Sr. Director:
Los tres amigos regresaban de su particular romería de una sola jornada tras haber acompañado la marcha de la Hermandad hasta la parada del almuerzo. Habían ido andando y así volvían, por un seco y agreste camino de arena entre los pinos.
Al poco de echarse a andar para la vuelta se les unió un chaval de la localidad que, como había ido caminando junto al Simpecado, volvía muy sucio por la mezcla del polvo y el sudor. Dijo que se llamaba Juan y bastó cruzar unas cuantas palabras con él, para darse cuenta de que no era el joven más avispado de la zona.

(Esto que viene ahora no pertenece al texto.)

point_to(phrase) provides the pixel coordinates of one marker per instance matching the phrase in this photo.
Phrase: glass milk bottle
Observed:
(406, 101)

El sol pegaba fuerte y aunque hacía horas que el grueso de la Hermandad ya había pasado, aún se cruzaban con la vuelta de los cuatro caminantes alguna carreta rezagada con gente alegre bebiendo y cantando. Del interior de una de ellas, alguien que identificó a Juan en el grupo caminero le gritó: «¡Juanitooo, que no vales pa ná!».
Así, sin venir a cuento le lanzó una ofensa con saña tan cruel como innecesaria en aquel momento; quizás por si los forasteros acompañantes del bueno de Juanito no se habían percatado de sus indisimulables limitaciones. Un grito infame que ni siquiera se explica en la ancestral envidia de Caín; pues nuestro Abel poco tenía para ser objeto de envidia.
Qué triste es que ni en las arenas camino del Rocío seamos capaces de enterrar la sombra del Caín que acecha agazapado en nuestro interior.